What is Celsius Network in the cryptocurrency market and why has it paused withdrawals?
The cryptocurrency bank halted all withdrawals, transfers and swaps earlier this week, blaming “extreme market conditions” for suspending the service.
A UK-based cryptocurrency bank, Celsius Network, was forced to temporarily halt all withdrawals, transfers and crypto swaps due to what the company described as “extreme market conditions.”
Celsius has 1.7 million customers and around $3.7 billion in assets but is suffering from a decline in confidence in cryptocurrency which has been seen right across the industry in recent weeks.
In a blog post explaining the decision, the company said: “We are taking this necessary action for the benefit of our entire community in order to stabilize liquidity and operations while we take steps to preserve and protect assets.”
The bank had gathered a substantial number of fans because it pays interest on cryptocurrency deposits, theoretically making it a safer bet for investors. However the temporarily block on withdrawals and transfers will have likely spooked investors and could threaten its long-term viability.
Why did Celsius Network pause withdrawals and transfers?
The company’s description of “extreme market conditions” was fairly vague, but it is easy to see where the concern over the crypto markets comes from. Earlier this year the so-called stablecoin TerraUSD collapsed, leaving millions of investors with a currency that was briefly worth $0.
Bitcoin, the largest and most influential cryptocurrency, fell by around 14% over the weekend to take its value below $23,000. This is a 67% fall on its all-time high recorded just last November. The total value of the cryptocurrency market has also been in decline, falling below $1 trillion for the first time since January 2021.
Celsius describes itself as a “platform of curated services that have been abandoned by big banks—things like fair yield, zero fees, and lightning-quick transactions.” With this in mind, maintaining a steady service will be one of their top priorities; showing how significant a moment the pause was.
Cryptocurrencies struggle after pandemic gains
For much of the pandemic the value of cryptocurrency was on the up, fuelled in part by the introduction of small-scale ‘home investors’ to the market. In the US, this was aided by the distribution of three rounds of stimulus checks, which gave a lump sum of cash to people who were largely forced to stay at home.
With fresh capital pouring into the crypto markets the value of coins went up significantly but in 2022, with society and the economy getting back to normal, crypto coins are suffering.

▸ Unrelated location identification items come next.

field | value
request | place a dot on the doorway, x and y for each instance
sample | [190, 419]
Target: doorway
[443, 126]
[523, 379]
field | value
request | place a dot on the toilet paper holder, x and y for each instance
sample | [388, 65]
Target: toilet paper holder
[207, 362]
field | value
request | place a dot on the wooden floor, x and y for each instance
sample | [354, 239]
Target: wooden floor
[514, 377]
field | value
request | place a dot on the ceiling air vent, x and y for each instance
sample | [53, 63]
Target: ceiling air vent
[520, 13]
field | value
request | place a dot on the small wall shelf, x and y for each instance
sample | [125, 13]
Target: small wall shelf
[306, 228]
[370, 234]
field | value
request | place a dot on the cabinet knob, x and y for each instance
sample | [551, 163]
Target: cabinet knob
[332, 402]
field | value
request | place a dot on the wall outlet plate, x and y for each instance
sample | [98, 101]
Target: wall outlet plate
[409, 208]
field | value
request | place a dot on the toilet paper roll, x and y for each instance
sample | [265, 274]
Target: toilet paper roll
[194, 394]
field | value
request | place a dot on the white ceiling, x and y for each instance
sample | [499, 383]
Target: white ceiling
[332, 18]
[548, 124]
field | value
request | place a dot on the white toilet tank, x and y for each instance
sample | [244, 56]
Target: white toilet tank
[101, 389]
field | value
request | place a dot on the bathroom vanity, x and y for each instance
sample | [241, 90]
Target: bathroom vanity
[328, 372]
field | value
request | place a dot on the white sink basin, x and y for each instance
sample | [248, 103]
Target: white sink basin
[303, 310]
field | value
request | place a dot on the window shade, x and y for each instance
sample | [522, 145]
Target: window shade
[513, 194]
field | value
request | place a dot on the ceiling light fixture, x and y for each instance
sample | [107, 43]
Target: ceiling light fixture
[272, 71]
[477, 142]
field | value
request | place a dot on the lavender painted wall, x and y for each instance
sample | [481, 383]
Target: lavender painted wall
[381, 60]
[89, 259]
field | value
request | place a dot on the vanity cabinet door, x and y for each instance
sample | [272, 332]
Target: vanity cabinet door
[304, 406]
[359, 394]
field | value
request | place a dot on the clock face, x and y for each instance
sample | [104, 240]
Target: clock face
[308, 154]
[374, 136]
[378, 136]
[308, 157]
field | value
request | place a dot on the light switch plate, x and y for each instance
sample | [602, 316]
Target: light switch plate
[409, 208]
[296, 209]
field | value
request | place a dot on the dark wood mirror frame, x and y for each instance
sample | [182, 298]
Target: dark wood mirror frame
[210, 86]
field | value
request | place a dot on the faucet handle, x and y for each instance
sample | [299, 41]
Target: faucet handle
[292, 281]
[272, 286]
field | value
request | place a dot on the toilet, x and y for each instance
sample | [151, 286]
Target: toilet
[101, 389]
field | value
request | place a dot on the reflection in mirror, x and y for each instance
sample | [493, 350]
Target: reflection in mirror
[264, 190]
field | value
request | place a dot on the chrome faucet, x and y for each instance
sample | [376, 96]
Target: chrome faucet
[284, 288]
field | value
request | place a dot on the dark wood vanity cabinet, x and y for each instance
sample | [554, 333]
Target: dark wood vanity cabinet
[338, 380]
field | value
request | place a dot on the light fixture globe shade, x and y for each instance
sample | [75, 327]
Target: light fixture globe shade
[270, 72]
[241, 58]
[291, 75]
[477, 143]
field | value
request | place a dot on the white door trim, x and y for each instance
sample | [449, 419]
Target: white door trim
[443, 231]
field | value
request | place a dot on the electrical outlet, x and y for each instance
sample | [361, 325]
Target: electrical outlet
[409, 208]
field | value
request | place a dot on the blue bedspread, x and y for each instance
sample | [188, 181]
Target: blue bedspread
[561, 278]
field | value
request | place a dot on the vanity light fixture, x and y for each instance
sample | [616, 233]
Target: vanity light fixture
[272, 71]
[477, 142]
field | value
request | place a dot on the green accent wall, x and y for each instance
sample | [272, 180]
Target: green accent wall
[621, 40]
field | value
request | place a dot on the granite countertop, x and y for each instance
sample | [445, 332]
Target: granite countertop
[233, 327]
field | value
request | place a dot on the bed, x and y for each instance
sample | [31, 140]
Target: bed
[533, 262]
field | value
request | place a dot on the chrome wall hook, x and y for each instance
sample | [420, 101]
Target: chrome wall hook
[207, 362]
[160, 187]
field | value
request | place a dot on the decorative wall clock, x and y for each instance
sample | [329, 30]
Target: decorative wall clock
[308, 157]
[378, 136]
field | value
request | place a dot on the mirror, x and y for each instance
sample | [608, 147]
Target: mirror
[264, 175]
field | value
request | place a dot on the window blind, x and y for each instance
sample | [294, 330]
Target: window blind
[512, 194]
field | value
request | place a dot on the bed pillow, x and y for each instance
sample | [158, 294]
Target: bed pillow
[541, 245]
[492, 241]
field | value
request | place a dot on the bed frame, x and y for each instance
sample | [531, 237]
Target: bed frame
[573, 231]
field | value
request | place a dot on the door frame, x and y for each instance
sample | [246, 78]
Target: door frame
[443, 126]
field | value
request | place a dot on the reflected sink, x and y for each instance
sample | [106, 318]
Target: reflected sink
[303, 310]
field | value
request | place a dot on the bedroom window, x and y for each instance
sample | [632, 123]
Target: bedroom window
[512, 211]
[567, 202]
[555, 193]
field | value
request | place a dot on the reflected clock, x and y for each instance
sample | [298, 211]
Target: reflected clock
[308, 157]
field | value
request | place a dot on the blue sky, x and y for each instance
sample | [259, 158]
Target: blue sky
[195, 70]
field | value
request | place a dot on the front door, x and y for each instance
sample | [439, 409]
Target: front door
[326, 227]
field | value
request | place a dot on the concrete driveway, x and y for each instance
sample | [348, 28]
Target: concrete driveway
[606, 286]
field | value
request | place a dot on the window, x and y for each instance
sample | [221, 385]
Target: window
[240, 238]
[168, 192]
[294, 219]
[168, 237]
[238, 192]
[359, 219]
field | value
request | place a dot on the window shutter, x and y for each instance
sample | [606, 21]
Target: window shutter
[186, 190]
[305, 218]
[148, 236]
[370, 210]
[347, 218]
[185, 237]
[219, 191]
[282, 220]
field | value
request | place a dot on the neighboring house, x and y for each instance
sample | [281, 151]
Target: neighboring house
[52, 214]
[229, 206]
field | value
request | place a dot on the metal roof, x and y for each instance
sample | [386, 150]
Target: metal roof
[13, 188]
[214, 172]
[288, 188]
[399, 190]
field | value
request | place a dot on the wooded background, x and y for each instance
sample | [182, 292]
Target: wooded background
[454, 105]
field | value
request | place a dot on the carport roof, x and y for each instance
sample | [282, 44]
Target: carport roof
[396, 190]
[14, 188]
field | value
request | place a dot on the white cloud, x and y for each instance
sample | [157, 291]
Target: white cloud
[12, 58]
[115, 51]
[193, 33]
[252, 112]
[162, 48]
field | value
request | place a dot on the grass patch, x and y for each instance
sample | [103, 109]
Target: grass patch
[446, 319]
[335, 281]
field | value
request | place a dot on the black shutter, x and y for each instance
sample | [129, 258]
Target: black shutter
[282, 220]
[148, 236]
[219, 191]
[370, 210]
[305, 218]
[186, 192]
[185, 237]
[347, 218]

Along with the decline of Bitcoin, Ether, the second-most-valuable coin, has lost around 75% of its value since last November. The world’s largest cryptocurrency exchange, Binance, has had problems of its own and was forced to suspend withdrawals for a few hours on Monday.
In a statement the company said: “Binance team is working on a long-term solution to accelerate pending transactions on the bitcoin (BTC) network and prevent similar situations in the future.”